Resuming his trek toward the sea with Kate's body, Michael undergoes the realization that he is not "perfectly sane" and that perhaps his status as a "valuable member of society" is indeed questionable. He stands at the edge of the cliff and looks down toward the sea—and then, just as in the case of both Emma and Kate, he falls downward to his own death.

==Cast==

- James Mason as Michael Joyce
- Rosamund John as Emma Wright
- Pamela Kellino as Kate Howard
- Ann Stephens as Ann Wright
- Morland Graham as Clay
- Brefni O'Rorke as Dr. Farrell
- Henry Oscar as coroner
- Jane Hylton as Miss Marsh
- Sheila Huntington as 1st girl student
- Susan Shaw as 2nd girl student
- Peter Cotes as male student
- Nuna Davey as Mrs. Deva
- Judith Carol as Joan Scott-Trotter
- Jno. P. Monaghan as U.S. driver
- Maurice Denham as mobile policeman
- Janet Burnell as Sylvia
- Margaret Withers as party guest
- Beatrice Varley as injured girl's mother
- Hélène Burls as farm labourer's wife
- Howard Douglas as lorry driver
- Richard Afton as lorry driver's Mate
- Lyn Evans as county policeman

==Production==
In the mid 1940s James Mason was the biggest star in British films, coming off successes like They Were Sisters (1945), The Seventh Veil (1945) and The Wicked Lady (1945).

Mason and his then wife, Pamela Kellino (Mason), had originally planned to develop a film on the Brontë family entitled The Upturned Glass, written by Pamela and starring James as Branwell Brontë. They dropped the idea after learning of the Hollywood production Devotion, and instead developed a psychological thriller under the same title, in which both Masons would play leading roles.

The film was based on a story by American serviceman Jno. P. Monaghan, whom the Masons had befriended when touring the US for the American Red Cross. Kellino and Monaghan worked on the story together, and Monaghan appeared in a small role as an American military truck driver. In the original draft of the script, Mason was to play a detective and the film was to focus around a school mistress. However after Mason was unable to secure the services of the actors they wanted, Celia Johnson and Phyllis Calvert, the script was rewritten. The new script had nothing to do with an upturned glass but they decided to keep the title because it had received considerable publicity.

James Mason co-produced the film with Sydney Box, with whom he had previously worked on the Academy-Award-winning The Seventh Veil. For his work on The Upturned Glass, Mason, who at the time had "enormous drawing power", received the equivalent of $240,000 in U.S. dollars, plus a percentage of the profits.

The project was announced in February 1946 with the co stars originally to be Kellino, Rosamund John and Robert Newton. It was to follow production of Odd Man Out (1947). Mason was doing the film under his contract with Rank, having turned down Hungry Hill (1947).

Filming began at Riverside Studio in June 1946.

Mason made it just before leaving for the US.

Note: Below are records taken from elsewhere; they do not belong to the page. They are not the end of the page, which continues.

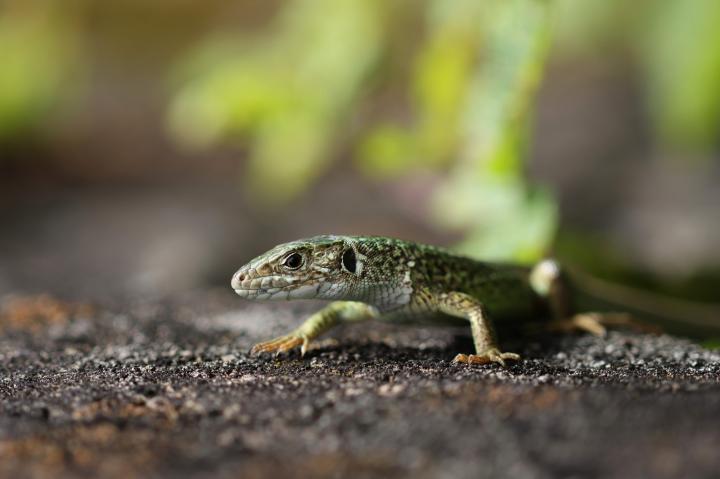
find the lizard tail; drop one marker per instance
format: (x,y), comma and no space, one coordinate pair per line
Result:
(676,316)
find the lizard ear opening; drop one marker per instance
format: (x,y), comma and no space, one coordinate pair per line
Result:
(349,261)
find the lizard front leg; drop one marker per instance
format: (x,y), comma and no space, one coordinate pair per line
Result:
(486,349)
(317,324)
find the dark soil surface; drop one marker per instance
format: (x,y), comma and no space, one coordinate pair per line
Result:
(165,388)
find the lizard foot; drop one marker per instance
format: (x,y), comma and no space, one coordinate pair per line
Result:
(489,356)
(282,344)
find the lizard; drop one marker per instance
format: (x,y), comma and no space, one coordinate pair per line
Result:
(397,281)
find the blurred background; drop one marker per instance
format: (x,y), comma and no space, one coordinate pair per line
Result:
(150,148)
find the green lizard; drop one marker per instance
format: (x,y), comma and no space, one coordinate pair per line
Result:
(371,277)
(403,282)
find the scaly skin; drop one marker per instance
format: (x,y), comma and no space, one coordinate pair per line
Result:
(396,281)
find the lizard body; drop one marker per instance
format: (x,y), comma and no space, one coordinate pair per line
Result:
(397,281)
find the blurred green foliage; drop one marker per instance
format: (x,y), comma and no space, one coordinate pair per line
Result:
(37,56)
(445,86)
(472,81)
(292,87)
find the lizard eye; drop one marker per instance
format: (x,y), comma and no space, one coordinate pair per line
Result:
(293,261)
(349,261)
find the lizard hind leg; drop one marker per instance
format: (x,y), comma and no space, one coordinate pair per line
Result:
(486,349)
(550,282)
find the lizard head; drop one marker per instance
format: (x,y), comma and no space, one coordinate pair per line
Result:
(322,267)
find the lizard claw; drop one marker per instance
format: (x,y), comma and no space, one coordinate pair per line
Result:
(492,355)
(282,344)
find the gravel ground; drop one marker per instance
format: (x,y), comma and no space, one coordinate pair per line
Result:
(165,388)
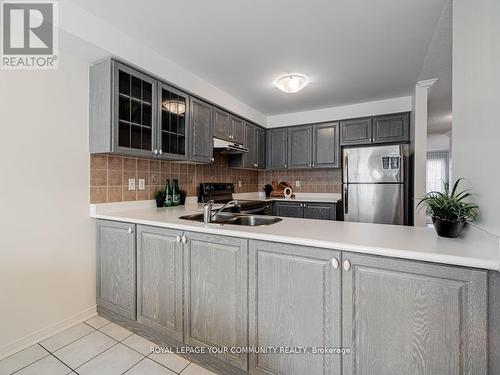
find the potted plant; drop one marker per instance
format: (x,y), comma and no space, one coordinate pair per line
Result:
(160,198)
(268,189)
(449,209)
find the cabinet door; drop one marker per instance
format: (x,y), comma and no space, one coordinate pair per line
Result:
(320,211)
(250,158)
(116,267)
(404,317)
(289,209)
(391,128)
(134,112)
(325,146)
(237,127)
(277,152)
(173,131)
(159,280)
(356,132)
(216,301)
(221,124)
(261,148)
(294,301)
(202,143)
(300,147)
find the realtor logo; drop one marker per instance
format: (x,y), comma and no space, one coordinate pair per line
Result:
(29,35)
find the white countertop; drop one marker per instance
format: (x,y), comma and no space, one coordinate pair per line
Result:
(476,248)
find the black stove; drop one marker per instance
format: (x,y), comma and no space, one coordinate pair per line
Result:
(223,193)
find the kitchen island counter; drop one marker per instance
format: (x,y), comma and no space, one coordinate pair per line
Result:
(476,248)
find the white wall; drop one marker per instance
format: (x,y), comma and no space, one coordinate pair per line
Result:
(47,248)
(476,98)
(378,107)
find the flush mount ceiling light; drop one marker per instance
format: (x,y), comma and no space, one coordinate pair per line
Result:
(292,83)
(174,106)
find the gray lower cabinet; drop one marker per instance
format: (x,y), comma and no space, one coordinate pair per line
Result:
(294,301)
(215,294)
(391,128)
(319,211)
(202,145)
(116,267)
(159,280)
(405,317)
(325,146)
(288,209)
(300,147)
(277,148)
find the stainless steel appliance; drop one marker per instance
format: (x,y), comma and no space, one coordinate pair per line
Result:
(223,193)
(374,184)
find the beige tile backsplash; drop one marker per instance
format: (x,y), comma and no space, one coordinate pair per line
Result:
(109,176)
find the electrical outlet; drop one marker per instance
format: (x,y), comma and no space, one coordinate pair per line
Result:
(131,183)
(142,184)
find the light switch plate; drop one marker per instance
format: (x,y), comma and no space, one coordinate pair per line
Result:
(131,183)
(142,184)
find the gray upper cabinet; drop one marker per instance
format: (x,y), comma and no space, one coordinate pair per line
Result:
(221,124)
(429,319)
(123,110)
(391,128)
(325,146)
(300,147)
(319,211)
(356,132)
(294,301)
(173,121)
(261,148)
(237,129)
(202,143)
(116,268)
(159,280)
(277,148)
(215,294)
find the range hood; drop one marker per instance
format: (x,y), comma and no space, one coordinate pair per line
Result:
(229,147)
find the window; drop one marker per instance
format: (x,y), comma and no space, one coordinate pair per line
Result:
(437,170)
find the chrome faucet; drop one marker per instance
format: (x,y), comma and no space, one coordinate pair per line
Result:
(208,213)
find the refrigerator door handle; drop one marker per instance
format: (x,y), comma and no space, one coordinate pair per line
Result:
(346,199)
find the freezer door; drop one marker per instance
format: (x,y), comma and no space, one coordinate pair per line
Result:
(373,164)
(374,203)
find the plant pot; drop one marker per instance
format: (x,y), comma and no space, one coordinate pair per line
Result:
(447,228)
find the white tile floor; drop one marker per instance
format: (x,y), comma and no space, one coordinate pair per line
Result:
(96,347)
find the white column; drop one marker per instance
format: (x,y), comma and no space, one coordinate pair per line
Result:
(421,97)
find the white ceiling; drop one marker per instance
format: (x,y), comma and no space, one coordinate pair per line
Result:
(352,50)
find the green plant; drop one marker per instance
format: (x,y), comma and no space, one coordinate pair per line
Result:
(450,205)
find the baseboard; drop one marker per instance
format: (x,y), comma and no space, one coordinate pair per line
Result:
(46,332)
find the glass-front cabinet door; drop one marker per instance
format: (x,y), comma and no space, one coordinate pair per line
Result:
(135,98)
(173,120)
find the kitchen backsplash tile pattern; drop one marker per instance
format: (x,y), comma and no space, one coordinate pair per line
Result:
(109,176)
(310,180)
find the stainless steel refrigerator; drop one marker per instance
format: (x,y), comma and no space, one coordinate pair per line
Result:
(374,184)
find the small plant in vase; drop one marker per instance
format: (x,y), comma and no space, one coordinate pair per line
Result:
(449,210)
(160,198)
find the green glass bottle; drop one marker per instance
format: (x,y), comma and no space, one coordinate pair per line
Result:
(168,194)
(176,194)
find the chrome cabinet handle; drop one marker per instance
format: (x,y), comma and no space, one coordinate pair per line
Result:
(347,265)
(335,263)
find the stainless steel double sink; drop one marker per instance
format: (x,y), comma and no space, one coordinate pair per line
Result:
(235,219)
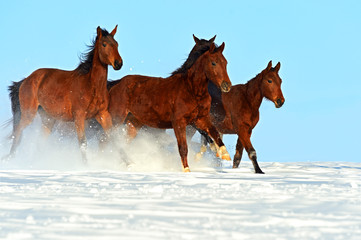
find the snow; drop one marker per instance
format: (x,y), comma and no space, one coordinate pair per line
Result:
(291,201)
(51,194)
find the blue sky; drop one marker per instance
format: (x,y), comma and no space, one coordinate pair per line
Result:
(317,42)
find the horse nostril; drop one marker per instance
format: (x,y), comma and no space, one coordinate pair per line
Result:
(225,86)
(118,65)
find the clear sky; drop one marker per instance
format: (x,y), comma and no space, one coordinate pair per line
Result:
(317,42)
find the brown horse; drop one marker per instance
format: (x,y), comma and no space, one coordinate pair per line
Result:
(174,102)
(68,95)
(237,111)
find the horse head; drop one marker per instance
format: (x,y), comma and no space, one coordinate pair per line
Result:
(271,84)
(216,67)
(108,48)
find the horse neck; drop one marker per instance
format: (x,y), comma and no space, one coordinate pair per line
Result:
(196,80)
(98,72)
(253,91)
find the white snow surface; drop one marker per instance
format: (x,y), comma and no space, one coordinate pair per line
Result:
(46,192)
(291,201)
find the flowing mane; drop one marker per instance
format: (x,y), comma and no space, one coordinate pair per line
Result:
(196,52)
(86,59)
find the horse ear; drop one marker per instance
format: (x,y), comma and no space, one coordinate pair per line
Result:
(99,32)
(277,68)
(212,39)
(212,47)
(114,30)
(196,40)
(269,66)
(221,48)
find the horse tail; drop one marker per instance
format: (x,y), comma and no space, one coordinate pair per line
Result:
(110,84)
(15,103)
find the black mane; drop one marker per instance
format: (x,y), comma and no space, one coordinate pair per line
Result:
(86,59)
(196,52)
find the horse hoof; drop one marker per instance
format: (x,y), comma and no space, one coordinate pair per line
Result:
(226,157)
(186,169)
(199,156)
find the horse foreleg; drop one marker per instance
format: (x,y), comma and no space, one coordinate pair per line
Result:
(203,148)
(238,155)
(105,120)
(206,126)
(244,134)
(79,125)
(47,122)
(180,133)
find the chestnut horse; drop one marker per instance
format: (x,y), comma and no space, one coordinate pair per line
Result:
(237,111)
(68,95)
(174,102)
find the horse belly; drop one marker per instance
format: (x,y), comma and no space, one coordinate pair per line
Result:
(58,109)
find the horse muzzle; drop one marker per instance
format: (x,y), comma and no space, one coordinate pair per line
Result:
(117,65)
(279,102)
(226,86)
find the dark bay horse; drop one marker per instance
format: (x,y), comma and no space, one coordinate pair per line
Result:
(237,111)
(174,102)
(68,95)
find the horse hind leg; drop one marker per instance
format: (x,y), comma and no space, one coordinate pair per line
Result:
(80,125)
(238,155)
(47,122)
(26,118)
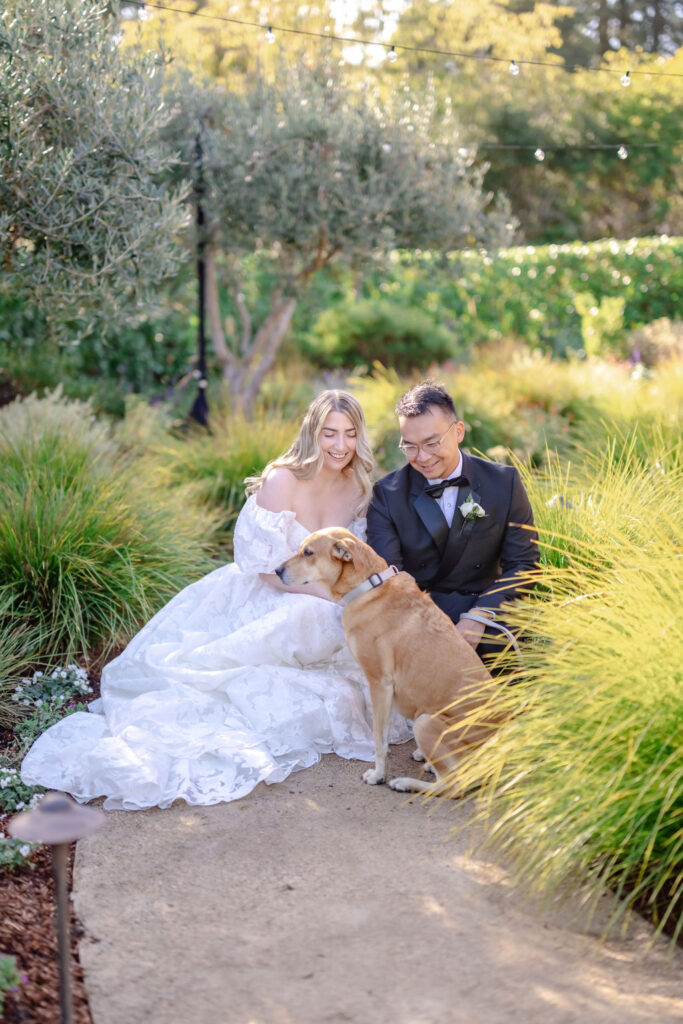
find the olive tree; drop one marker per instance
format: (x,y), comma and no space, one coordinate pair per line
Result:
(306,169)
(87,224)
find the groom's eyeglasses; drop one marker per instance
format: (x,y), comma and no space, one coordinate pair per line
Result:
(429,448)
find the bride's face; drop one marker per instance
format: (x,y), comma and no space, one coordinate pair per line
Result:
(337,440)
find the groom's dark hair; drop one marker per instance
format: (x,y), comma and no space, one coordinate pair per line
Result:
(426,393)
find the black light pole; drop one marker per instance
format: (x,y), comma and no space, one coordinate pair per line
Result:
(200,410)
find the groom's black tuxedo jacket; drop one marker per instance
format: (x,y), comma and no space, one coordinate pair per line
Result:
(476,560)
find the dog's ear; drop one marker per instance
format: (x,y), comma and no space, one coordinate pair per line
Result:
(340,552)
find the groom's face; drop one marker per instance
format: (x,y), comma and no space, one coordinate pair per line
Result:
(437,437)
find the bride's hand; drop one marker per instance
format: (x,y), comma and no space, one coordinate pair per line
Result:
(311,589)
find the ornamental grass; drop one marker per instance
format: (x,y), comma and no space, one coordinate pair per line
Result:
(583,784)
(216,464)
(90,544)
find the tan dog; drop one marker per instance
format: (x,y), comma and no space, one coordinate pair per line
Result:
(410,650)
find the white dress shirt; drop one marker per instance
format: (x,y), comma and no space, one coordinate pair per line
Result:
(449,500)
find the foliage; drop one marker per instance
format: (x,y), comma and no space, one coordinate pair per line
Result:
(655,342)
(89,547)
(154,355)
(87,225)
(231,51)
(217,463)
(583,780)
(9,977)
(529,292)
(20,646)
(377,330)
(14,795)
(307,168)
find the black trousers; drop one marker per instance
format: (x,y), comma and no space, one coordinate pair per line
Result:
(493,641)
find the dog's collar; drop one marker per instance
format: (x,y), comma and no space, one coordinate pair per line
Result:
(376,580)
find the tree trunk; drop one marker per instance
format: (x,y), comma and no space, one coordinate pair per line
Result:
(657,26)
(256,363)
(603,30)
(223,354)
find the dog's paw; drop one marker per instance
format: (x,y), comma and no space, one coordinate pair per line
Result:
(403,784)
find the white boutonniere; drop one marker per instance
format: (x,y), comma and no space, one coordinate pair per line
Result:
(471,509)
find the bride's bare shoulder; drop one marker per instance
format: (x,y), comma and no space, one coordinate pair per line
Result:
(276,492)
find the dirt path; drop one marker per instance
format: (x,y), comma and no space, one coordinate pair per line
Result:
(323,901)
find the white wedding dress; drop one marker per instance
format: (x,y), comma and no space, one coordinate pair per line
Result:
(231,683)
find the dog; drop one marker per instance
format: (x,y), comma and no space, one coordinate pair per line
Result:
(412,654)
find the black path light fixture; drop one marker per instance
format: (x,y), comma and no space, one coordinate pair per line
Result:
(200,410)
(57,821)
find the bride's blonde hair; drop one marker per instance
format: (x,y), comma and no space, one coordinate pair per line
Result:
(304,458)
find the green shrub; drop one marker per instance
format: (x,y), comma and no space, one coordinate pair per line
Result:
(584,780)
(395,334)
(658,341)
(90,545)
(9,977)
(524,293)
(216,464)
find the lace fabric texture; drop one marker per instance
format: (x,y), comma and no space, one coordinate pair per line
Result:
(230,684)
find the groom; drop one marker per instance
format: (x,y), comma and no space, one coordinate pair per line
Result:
(459,524)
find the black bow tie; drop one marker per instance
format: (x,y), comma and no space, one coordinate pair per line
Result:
(436,489)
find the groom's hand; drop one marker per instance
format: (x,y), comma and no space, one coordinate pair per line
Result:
(471,631)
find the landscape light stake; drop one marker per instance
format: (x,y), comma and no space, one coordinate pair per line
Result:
(200,410)
(57,821)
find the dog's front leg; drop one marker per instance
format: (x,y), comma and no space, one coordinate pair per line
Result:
(382,700)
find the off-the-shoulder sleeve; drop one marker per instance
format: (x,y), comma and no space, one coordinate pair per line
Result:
(263,540)
(358,526)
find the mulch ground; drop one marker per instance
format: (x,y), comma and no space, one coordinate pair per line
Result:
(28,926)
(28,910)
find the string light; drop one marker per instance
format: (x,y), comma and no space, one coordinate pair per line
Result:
(514,66)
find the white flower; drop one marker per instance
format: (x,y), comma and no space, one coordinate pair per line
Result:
(471,509)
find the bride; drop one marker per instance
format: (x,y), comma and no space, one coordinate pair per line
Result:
(239,679)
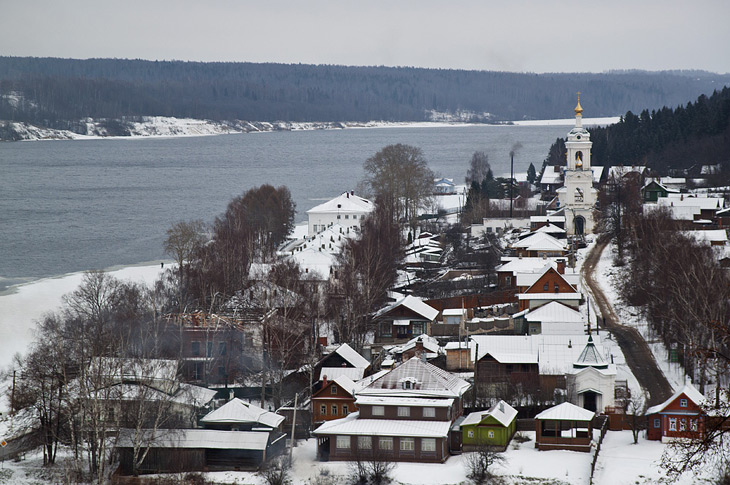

In March 1947 J Arthur Rank sent editor Allan Obiston to the USA for Mason's thoughts on the cut.

==Reception==
===Box office===
According to trade papers, the film was a "notable box office attraction" at British cinemas in 1947.

The film earned producer's receipts of £156,000 in the UK and £85,800 overseas.

According to Rank's own records the film had made a profit of £45,500 for the company by December 1949.

== Critical ==
The Monthly Film Bulletin wrote: "After a rather long-drawn-out beginning, where Mason fans will get much Mason, the story develops rapidly to a grand, exciting, fast-moving dénouement. Flawless crimes, the film argues, simply do not exist, and when paranoia intervenes there isn't a hope. Even the country doctor and the medical student make better diagnoses than the trained, experienced specialist, and as the student so aptly says, a paranoiac has to tell someone."

The Radio Times Guide to Films gave the film 3/5 stars, writing: "In his last British film before taking off for Hollywood, James Mason returned to the kind of brooding figure that female audiences had adored in The Seventh Veil and Odd Man Out. ... Heavily contrived, but Mason's performance and Lawrence Huntington's directorial flair keep you hooked."

In British Sound Films: The Studio Years 1928–1959 David Quinlan rated the film as "good", writing: "Psychological thriller with charismatic performance from the star."